Informatie over het .NET-foutopsporingsprogramma in Visual Studio Code

Voltooid

In de vorige les hebt u geleerd dat u met een foutopsporingsprogramma de uitvoering van uw programma kunt beheren en de status ervan kunt observeren. In deze sectie leert u hoe u beide taken uitvoert in Visual Studio Code.

Laten we beginnen met het configureren van het foutopsporingsprogramma van Visual Studio Code voor gebruik met .NET.

Visual Studio Code configureren voor foutopsporing in .NET

De eerste keer dat u een C#-bestand opent in Visual Studio Code, ontvangt u een prompt om aanbevolen extensies voor C# te installeren.

schermopname van de Visual Studio Code-prompt om de C#-extensie te installeren.

Visual Studio Code installeert de extensie C# en geeft een extra prompt weer om vereiste assets toe te voegen om uw project te bouwen en fouten op te sporen.

schermopname van de prompt van Visual Studio Code om vereiste assets toe te voegen voor het bouwen en opsporen van fouten in uw .NET-project.

Notitie

C#-taalondersteuning in Visual Studio Code is een optionele installatie uit de Marketplace. Visual Studio Code vraagt u automatisch om deze extensie te installeren wanneer u een C#-bestand opent als u dat nog niet hebt gedaan. Als u problemen ondervindt met het bouwen of opsporen van fouten in uw .NET-toepassing in Visual Studio Code, moet u controleren of uw project over de vereiste assets beschikt voor C#-taalondersteuning.

Onderbrekingspunten

Zoals u in de vorige les hebt geleerd, helpt een foutopsporingsprogramma u bij het analyseren en beheren van de uitvoering van uw programma. Wanneer u het foutopsporingsprogramma van Visual Studio Code start, wordt uw code onmiddellijk uitgevoerd. Omdat uw code snel wordt uitgevoerd, moet u het programma op een willekeurige instructie kunnen onderbreken. Gebruik hiervoor breekpunten .
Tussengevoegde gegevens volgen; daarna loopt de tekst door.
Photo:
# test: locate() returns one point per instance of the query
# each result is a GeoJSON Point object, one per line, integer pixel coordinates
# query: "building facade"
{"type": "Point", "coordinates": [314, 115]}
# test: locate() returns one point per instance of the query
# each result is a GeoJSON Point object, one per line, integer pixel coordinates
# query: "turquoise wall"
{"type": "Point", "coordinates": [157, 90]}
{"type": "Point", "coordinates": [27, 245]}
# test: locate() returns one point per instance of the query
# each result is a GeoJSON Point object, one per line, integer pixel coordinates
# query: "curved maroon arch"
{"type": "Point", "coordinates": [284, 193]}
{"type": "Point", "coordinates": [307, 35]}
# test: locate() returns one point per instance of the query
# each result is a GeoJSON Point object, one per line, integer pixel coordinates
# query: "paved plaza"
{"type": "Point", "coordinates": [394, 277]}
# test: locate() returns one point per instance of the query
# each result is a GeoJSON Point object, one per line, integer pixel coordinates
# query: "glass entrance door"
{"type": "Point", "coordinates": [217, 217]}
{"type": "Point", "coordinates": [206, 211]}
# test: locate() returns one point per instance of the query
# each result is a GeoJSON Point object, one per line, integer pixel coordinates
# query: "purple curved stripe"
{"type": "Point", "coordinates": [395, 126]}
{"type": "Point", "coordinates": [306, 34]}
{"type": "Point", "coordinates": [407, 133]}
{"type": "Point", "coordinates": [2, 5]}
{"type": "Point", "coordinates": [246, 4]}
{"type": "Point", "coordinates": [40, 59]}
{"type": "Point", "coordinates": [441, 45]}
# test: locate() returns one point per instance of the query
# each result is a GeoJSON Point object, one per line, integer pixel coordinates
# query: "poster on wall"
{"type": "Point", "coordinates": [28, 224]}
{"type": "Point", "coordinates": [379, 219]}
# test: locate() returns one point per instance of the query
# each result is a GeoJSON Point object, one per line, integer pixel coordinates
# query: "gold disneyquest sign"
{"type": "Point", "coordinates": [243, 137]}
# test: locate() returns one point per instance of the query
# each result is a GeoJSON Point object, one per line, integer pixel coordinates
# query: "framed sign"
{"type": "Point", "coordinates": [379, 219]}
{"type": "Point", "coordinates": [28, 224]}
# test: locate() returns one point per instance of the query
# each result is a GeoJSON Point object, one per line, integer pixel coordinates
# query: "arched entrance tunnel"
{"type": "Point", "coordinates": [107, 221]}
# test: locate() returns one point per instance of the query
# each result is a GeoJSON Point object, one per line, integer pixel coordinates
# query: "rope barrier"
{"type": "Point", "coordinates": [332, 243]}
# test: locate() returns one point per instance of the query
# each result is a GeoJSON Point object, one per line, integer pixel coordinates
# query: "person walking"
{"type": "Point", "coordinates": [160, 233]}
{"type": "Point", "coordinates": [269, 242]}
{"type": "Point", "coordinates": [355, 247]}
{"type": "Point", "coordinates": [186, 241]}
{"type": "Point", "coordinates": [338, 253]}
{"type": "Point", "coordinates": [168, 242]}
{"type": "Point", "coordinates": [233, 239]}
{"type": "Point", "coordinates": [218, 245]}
U kunt een onderbrekingspunt toevoegen in Visual Studio Code door te klikken aan de linkerkant van het regelnummer op de regel die u wilt verbreken. Er wordt een rode cirkel weergegeven nadat het onderbrekingspunt is ingeschakeld. Als u deze wilt verwijderen, selecteert u de rode cirkel opnieuw.
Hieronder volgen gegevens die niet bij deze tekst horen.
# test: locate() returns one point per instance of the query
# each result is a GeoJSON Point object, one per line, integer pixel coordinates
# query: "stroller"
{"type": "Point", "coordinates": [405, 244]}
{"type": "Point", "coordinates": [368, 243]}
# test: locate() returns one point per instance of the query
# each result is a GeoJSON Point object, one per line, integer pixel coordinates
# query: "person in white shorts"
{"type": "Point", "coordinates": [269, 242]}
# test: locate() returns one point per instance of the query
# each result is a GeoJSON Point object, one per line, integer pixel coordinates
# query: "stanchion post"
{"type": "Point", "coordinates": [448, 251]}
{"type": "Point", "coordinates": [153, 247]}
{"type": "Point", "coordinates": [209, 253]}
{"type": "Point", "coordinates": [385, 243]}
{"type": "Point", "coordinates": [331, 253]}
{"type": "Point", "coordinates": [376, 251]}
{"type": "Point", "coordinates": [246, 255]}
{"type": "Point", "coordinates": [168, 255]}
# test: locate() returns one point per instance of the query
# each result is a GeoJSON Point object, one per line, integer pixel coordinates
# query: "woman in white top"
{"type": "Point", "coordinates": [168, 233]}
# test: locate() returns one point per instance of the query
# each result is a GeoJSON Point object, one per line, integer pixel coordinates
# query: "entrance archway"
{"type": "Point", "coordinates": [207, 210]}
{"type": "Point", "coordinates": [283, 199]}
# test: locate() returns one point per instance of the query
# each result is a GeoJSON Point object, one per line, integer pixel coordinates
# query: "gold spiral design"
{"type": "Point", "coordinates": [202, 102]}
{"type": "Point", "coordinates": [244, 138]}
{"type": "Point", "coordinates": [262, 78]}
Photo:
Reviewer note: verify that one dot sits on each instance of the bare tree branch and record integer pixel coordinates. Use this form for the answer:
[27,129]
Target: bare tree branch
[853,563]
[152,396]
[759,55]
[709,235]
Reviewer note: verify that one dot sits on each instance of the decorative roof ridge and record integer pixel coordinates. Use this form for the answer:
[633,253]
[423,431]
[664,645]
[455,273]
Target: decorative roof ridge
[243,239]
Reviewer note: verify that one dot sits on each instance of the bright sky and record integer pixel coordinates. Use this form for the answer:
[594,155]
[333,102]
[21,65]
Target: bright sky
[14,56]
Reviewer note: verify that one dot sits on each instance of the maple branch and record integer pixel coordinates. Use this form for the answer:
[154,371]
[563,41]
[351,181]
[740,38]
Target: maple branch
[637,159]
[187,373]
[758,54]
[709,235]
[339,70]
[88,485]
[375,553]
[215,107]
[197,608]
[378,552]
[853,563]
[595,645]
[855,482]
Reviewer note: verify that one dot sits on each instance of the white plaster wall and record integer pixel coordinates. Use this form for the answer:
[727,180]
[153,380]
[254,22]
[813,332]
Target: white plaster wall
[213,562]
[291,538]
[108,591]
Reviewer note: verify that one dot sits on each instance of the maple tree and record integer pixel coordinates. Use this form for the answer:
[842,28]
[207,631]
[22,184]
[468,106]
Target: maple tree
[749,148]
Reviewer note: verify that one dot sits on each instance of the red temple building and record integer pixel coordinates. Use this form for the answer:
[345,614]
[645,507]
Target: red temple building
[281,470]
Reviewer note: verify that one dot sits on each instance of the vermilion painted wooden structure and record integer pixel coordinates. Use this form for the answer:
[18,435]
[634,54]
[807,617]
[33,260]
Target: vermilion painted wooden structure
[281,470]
schermopname van een onderbrekingspunt dat is toegevoegd in het venster van de Visual Studio Code-editor.

Als u met de rechtermuisknop klikt om een onderbrekingspunt toe te voegen, kunt u ook Voorwaardelijk onderbrekingspunt toevoegenselecteren. Met dit speciale onderbrekingspunt kunt u een voorwaarde invoeren om de uitvoering te onderbreken. Dit onderbrekingspunt is alleen actief wanneer aan de opgegeven voorwaarde wordt voldaan. U kunt een bestaand onderbrekingspunt ook wijzigen door er met de rechtermuisknop op te klikken en Onderbrekingspunt bewerken te selecteren.

schermopname van het instellen van een voorwaardelijk onderbrekingspunt in Visual Studio Code.
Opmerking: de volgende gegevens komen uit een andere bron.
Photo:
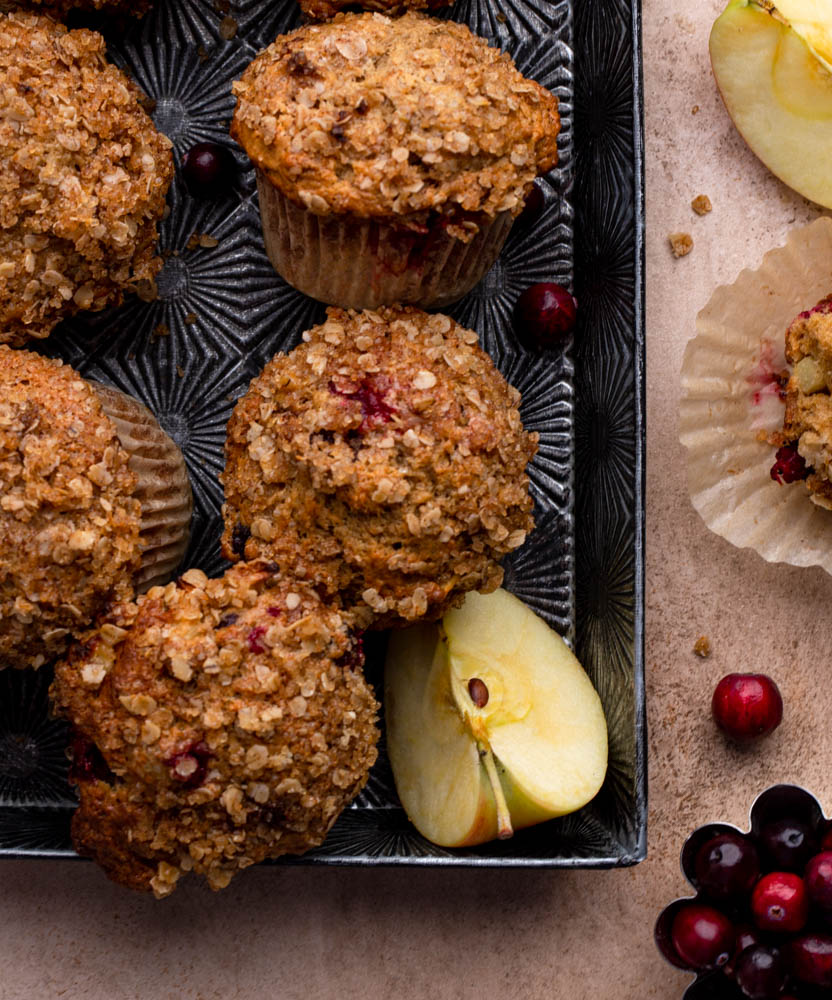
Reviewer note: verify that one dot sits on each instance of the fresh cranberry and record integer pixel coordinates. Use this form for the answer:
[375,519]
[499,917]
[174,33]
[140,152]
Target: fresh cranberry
[370,393]
[254,637]
[761,972]
[727,865]
[788,843]
[702,936]
[209,170]
[544,316]
[818,878]
[811,959]
[190,765]
[780,903]
[88,762]
[747,707]
[532,208]
[789,466]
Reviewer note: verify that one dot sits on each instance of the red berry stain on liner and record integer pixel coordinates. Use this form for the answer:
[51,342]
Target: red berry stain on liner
[190,765]
[789,466]
[767,378]
[369,393]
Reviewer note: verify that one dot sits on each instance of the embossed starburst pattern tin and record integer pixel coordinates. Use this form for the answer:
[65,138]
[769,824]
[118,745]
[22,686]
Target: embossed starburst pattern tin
[222,312]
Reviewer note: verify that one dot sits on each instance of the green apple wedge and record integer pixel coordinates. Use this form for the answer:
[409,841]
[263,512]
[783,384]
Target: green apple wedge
[492,724]
[778,94]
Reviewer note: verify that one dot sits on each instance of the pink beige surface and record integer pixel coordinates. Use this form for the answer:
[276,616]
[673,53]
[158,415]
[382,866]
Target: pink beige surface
[315,934]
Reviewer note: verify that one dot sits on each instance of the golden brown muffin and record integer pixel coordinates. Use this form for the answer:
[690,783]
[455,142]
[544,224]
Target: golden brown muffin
[94,500]
[324,10]
[218,723]
[384,460]
[69,522]
[391,154]
[808,419]
[84,178]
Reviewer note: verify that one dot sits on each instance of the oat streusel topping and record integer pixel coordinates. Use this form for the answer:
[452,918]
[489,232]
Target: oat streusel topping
[218,723]
[69,526]
[389,118]
[384,459]
[84,177]
[808,418]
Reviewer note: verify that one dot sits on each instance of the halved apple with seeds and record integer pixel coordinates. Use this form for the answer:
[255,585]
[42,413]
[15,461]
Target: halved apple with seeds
[492,724]
[771,66]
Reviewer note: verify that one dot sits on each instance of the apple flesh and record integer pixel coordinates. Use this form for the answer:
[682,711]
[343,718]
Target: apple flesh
[778,93]
[492,724]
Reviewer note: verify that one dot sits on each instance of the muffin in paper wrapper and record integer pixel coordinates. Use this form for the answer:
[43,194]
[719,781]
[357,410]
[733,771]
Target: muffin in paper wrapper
[163,487]
[731,399]
[360,263]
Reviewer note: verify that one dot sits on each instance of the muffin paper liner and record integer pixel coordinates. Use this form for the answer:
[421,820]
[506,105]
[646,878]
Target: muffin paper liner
[363,263]
[730,393]
[163,487]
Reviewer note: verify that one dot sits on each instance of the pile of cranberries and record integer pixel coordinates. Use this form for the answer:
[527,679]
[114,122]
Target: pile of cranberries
[760,926]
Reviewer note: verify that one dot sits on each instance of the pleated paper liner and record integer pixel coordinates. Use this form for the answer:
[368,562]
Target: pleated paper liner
[730,394]
[163,486]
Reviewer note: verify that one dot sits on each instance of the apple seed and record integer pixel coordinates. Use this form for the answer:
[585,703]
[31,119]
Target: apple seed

Overzicht van visual Studio Code-foutopsporingsprogramma

Nadat u uw onderbrekingspunten hebt ingesteld en uw app hebt gestart, worden nieuwe informatievensters en besturingselementen weergegeven op het scherm.

schermopname van het overzicht van het foutopsporingsprogramma van Visual Studio Code.

  1. Startcontroles voor debugger
  2. Status van variabelen
  3. Status van bekeken variabelen
  4. Huidige aanroepstack
  5. Onderbrekingspunten
  6. Uitvoeringscontroles
  7. Huidige uitvoeringsstap
  8. Foutopsporingsconsole

Startcontroles voor debugger

Boven aan de zijbalk vindt u de besturingselementen voor het starten:

schermopname van debugbesturingselementen in Visual Studio Code.

  1. Start met debuggen.
  2. Selecteer de actieve startconfiguratie.
  3. Bewerk het launch.json-bestand. Maak het als dat nodig is.
  4. Open de terminal voor foutopsporing.

De status van uw variabelen weergeven en bewerken

Wanneer u de oorzaak van een programmafout analyseert, bekijkt u de status van uw variabelen om te zoeken naar onverwachte wijzigingen. U kunt hiervoor het deelvenster Variabelen gebruiken.

Uw variabelen worden geordend op toepassingsgebied:

  • De lokale variabelen zijn toegankelijk in de huidige scope, meestal de huidige functie.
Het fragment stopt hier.